Summary of Christopher Wood
The tragically short but majestic career of Christopher Wood produced an exquisite selection of lyrical, enigmatic, and luminous canvases. Tellingly, as a young man traveling through Europe in the early 1920s, Wood read and marveled over the collected letters of Vincent Van Gogh. Like Van Gogh, Wood experienced a level of over sensitivity and emotional inner turmoil that ultimately led to suicide. Before his sad death, Wood was a charming and flamboyant personality. He was one of few Englishmen who gained access to fashionable Parisian art circles; he met Pablo Picasso and Sergei Diaghilev, and became great friends with Jean Cocteau. Despite these lofty connections it was not until Wood returned to England, met the hard-working Ben and Winifred Nicholson, encountered the naïve pictures of Alfred Wallis, and lived by the unpredictable sea, that he felt home and developed his own distinct and powerful style of painting.
- Wood shared with the Nicholson couple an interest in still life and in surrounding landscapes. He successfully painted these subjects with a signature quality of simplicity and muted palette that also resembles the paintings of Italian painter, Giorgio Morandi. All of these artists poetically depict uncomplicated subjects - often in the style of a straightforward view through the window - as a means to paradoxically encourage reflection and to reveal great emotional depth. In this respect, Wood was particularly influenced by Winifred Nicholson's work.
- In contrast to his great friends, the Nicholsons, Wood always remained attached to the presence of the human figure in his canvases. He included self-portraits, as well as sensitive renderings of fishermen and local folk. Indeed, ordinary working-class people are often idealized to become heroic or spiritual figures. In this respect, Wood's work has much in common with that of Paul Gauguin's paintings made in Brittany, and with images by Van Gogh's made throughout his career.

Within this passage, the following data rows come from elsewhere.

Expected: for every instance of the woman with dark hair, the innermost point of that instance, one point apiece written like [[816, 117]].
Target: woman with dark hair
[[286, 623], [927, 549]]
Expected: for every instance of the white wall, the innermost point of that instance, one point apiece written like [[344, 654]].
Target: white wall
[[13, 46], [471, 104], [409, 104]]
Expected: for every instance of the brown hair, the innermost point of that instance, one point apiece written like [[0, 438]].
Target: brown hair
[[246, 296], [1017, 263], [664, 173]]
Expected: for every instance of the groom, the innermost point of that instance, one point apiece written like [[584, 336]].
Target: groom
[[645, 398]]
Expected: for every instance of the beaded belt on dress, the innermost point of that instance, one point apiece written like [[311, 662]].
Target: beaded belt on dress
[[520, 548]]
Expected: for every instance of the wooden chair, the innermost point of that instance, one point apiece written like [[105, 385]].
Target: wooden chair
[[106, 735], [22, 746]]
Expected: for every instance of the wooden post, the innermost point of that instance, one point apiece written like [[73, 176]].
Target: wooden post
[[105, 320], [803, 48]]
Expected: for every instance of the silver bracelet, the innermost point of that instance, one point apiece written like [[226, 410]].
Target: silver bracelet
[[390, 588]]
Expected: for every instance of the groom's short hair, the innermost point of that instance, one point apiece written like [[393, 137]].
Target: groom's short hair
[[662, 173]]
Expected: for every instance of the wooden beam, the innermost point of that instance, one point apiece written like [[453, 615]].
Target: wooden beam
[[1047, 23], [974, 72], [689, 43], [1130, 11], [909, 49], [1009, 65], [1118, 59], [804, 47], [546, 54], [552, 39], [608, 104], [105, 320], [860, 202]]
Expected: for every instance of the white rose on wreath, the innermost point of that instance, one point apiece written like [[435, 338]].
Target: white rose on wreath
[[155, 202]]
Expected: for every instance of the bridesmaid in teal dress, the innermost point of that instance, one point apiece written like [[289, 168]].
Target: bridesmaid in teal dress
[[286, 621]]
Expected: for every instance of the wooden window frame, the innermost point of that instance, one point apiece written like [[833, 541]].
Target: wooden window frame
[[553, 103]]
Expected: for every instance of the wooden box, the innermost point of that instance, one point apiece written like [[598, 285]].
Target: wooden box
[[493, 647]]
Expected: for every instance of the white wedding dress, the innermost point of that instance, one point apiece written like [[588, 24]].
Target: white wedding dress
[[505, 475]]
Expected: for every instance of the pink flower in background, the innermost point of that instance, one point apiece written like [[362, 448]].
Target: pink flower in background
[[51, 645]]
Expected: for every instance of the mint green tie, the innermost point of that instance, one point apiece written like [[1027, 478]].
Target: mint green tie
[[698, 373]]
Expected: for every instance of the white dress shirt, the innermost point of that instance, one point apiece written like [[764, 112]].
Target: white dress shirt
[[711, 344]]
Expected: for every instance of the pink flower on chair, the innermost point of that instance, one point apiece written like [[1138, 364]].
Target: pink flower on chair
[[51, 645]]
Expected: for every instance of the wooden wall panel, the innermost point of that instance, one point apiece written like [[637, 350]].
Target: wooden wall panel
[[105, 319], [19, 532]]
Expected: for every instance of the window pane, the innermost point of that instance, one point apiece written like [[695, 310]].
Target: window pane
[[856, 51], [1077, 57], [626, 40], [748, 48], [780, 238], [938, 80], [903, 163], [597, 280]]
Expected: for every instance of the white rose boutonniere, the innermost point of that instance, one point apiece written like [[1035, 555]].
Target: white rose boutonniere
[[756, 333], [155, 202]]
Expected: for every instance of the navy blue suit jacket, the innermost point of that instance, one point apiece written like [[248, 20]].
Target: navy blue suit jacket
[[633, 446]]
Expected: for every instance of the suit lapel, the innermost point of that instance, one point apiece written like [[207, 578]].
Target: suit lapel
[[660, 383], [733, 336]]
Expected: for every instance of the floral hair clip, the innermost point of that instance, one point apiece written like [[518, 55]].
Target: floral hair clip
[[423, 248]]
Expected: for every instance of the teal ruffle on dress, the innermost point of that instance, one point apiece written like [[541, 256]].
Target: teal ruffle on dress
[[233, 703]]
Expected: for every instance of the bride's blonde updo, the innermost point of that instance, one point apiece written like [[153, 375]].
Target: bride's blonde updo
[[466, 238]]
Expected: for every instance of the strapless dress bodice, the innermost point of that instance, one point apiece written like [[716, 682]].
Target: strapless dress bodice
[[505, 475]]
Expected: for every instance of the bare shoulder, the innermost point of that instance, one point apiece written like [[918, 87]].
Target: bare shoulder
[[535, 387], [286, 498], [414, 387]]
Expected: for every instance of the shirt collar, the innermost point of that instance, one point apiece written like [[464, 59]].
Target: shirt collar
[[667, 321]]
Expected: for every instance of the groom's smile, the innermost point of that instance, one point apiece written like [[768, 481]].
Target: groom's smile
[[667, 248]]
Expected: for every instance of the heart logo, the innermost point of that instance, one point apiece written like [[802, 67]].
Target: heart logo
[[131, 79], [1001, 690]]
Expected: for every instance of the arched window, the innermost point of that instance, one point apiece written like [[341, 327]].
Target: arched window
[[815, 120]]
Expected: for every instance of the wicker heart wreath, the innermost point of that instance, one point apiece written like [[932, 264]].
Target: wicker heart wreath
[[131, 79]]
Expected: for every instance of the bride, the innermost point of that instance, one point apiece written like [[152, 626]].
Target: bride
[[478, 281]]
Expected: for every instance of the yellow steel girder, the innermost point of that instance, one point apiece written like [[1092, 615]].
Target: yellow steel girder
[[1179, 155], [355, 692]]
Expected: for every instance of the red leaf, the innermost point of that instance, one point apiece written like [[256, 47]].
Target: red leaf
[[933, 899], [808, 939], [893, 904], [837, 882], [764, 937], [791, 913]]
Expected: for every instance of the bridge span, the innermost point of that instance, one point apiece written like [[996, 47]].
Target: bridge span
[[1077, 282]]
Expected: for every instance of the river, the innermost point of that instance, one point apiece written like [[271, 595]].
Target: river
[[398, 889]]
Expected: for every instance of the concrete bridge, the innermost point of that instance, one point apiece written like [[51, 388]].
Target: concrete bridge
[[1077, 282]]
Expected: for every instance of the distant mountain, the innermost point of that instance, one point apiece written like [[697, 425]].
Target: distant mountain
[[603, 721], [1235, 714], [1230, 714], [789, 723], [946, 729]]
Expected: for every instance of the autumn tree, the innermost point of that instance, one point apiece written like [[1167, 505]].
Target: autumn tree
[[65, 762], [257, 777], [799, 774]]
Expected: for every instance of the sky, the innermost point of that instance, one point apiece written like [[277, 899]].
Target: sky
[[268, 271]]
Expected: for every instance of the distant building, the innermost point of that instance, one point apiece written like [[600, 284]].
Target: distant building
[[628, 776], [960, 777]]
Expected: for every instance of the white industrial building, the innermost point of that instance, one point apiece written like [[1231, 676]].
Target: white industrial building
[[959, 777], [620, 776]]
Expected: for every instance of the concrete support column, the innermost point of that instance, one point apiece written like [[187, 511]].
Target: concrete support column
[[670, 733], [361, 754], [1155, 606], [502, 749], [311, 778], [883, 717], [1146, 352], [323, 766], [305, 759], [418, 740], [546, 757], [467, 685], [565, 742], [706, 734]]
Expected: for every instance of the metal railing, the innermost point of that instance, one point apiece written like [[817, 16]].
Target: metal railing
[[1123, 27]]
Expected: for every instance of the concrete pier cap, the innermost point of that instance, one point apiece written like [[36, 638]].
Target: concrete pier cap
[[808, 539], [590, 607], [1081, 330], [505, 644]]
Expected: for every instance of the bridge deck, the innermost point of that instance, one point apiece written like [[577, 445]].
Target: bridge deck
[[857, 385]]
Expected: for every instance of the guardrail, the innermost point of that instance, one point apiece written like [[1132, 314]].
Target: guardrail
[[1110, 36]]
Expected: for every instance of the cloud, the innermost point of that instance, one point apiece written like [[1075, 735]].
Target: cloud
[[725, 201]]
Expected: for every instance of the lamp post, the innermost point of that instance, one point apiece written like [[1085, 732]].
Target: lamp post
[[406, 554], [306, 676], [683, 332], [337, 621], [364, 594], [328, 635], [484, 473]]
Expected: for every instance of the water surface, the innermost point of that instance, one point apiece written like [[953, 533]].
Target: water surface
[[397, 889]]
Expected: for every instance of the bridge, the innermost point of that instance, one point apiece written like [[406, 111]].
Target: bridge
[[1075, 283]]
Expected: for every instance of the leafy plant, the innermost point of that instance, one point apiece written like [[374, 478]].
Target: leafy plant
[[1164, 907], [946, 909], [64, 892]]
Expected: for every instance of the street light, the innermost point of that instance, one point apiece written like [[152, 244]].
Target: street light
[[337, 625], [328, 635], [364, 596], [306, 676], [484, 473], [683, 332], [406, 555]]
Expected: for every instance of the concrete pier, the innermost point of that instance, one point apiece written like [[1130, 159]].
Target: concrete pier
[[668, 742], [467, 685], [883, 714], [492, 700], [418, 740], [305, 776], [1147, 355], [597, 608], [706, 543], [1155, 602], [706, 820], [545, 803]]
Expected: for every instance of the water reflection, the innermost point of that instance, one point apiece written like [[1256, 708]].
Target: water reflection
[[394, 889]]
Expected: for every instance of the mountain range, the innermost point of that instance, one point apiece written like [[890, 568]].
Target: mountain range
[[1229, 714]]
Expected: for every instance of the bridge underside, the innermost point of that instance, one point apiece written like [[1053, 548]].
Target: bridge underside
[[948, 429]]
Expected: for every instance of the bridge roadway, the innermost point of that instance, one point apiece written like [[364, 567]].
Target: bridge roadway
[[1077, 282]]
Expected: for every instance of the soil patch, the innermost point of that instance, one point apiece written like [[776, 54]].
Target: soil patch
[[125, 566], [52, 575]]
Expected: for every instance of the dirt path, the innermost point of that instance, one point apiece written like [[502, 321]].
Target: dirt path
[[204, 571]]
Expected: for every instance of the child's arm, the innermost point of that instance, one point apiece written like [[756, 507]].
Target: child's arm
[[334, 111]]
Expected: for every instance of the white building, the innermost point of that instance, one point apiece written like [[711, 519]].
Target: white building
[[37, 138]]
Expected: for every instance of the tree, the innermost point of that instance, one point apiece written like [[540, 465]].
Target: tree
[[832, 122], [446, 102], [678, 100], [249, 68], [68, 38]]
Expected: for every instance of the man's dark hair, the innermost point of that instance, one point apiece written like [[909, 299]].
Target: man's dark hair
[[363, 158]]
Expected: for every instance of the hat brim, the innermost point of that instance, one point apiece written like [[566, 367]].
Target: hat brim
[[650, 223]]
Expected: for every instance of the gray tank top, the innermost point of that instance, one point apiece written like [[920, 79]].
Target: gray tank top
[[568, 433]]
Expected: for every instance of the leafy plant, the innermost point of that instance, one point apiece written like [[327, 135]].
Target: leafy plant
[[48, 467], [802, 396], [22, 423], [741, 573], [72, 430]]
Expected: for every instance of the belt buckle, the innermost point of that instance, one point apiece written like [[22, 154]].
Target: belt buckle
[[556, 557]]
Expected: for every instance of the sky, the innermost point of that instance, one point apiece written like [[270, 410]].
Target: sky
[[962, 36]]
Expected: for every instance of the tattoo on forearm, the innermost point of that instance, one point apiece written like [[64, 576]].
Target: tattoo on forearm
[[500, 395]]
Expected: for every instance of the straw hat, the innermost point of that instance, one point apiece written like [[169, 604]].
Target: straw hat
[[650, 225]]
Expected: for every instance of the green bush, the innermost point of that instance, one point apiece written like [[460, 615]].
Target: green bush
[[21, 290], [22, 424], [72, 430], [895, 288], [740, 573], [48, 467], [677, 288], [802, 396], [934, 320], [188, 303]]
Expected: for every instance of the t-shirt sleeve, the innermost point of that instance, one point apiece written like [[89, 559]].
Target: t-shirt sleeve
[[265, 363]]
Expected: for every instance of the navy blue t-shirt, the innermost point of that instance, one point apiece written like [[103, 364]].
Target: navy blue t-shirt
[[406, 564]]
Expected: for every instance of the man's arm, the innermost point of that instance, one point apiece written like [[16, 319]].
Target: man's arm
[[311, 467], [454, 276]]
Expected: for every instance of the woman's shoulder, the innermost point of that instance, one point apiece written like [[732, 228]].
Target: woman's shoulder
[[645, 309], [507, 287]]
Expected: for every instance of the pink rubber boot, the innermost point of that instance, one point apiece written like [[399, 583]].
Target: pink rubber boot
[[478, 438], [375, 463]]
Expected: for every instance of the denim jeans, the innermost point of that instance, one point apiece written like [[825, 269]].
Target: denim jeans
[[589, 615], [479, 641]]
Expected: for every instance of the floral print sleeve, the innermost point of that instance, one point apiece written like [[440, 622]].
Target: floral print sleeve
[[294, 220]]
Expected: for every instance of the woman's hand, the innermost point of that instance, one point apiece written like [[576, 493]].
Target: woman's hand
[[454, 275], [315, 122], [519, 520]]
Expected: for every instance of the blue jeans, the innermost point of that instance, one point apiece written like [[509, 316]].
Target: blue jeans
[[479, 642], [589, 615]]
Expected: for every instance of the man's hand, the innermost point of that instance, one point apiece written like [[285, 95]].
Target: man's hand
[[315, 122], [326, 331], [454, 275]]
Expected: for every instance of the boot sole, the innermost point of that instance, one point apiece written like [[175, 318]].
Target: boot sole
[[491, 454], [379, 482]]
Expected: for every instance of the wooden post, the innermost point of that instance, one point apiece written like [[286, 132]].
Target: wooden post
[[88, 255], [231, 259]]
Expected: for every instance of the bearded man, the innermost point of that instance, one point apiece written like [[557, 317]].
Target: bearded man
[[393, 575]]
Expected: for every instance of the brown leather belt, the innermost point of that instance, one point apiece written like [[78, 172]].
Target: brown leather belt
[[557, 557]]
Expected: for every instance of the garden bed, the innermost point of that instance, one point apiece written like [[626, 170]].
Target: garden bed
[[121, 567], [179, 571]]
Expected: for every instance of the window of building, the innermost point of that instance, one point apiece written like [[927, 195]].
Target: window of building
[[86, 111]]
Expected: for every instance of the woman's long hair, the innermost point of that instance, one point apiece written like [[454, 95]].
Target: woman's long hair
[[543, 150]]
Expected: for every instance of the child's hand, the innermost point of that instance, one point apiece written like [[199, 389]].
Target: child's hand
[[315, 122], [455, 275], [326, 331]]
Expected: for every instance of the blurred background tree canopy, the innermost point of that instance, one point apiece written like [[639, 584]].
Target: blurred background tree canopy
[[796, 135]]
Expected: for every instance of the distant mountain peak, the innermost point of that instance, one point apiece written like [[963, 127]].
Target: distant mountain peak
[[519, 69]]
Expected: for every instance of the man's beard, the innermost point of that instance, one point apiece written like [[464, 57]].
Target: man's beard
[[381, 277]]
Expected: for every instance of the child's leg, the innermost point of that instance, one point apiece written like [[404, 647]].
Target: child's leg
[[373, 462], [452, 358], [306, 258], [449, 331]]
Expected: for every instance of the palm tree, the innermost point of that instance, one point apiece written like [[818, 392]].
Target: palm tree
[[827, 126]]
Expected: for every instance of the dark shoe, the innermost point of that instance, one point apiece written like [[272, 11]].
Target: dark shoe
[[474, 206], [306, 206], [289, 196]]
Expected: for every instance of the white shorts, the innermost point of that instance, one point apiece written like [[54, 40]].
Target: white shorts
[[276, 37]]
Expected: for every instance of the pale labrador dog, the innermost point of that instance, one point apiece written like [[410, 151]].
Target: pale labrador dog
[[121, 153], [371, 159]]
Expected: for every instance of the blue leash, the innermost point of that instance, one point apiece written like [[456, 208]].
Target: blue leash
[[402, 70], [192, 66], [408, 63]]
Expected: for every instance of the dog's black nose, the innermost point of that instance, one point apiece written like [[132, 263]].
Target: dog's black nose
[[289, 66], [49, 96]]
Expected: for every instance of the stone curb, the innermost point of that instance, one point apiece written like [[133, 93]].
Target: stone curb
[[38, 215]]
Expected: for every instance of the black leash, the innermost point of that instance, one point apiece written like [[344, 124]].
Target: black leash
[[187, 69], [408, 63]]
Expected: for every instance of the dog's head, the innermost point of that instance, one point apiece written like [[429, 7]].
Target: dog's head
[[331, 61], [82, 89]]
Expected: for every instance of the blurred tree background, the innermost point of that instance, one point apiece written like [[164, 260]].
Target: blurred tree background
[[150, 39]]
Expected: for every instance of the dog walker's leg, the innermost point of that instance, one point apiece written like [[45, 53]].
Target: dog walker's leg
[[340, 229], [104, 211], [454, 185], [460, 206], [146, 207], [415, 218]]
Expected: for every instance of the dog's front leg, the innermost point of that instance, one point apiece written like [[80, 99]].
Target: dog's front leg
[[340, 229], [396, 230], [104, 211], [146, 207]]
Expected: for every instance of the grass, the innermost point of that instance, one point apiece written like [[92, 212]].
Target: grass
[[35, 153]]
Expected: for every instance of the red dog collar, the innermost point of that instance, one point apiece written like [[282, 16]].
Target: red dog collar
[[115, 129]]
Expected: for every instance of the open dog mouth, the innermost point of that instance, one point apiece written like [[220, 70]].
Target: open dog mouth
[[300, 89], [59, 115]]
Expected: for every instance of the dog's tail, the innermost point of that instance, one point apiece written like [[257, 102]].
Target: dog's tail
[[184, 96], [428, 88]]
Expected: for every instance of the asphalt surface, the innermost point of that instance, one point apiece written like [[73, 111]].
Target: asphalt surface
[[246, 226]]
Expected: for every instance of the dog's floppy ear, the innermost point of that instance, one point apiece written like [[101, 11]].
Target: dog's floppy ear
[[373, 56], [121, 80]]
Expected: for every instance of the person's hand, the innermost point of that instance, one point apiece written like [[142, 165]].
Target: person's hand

- Wood was mainly untutored and owing especially to his use of unusual perspective and bold color his work is often considered faux naïve, primitive, and childlike. His work therefore resembles canvases by the influential self-taught French painter, Henri Rousseau, and those of Alfred Wallis, his fellow artist based in Cornwall who only started a noteworthy art career at age seventy. Indeed it is interesting to consider Wood's work alongside that of Art Brut / Outsider Artists, although he himself was far too emerged in the art world to ever be defined as such.
- Wood's late canvases create unusual juxtapositions and look forward to the onset of Surrealism. As such Wood has much in common with Paul Nash, a figure equally impressive but also difficult to place stylistically. Both artists interestingly appear to straggle and live between two different worlds; they initially spend time dedicated to portraying that which they can 'see' around them, be it war, Paris, or the seaside, but in their later career, they add unusual visions taken from their own hidden and interior landscapes - including sharks and zebras - to previously more typical scenes.
Biography of Christopher Wood
Christopher (also known as Kit) Wood was born John Christopher Wood on April 7, 1901 in Knowsley, near Liverpool. He was born to parents Clare and Lucius Wood; his father was a medical doctor who worked as a general practitioner.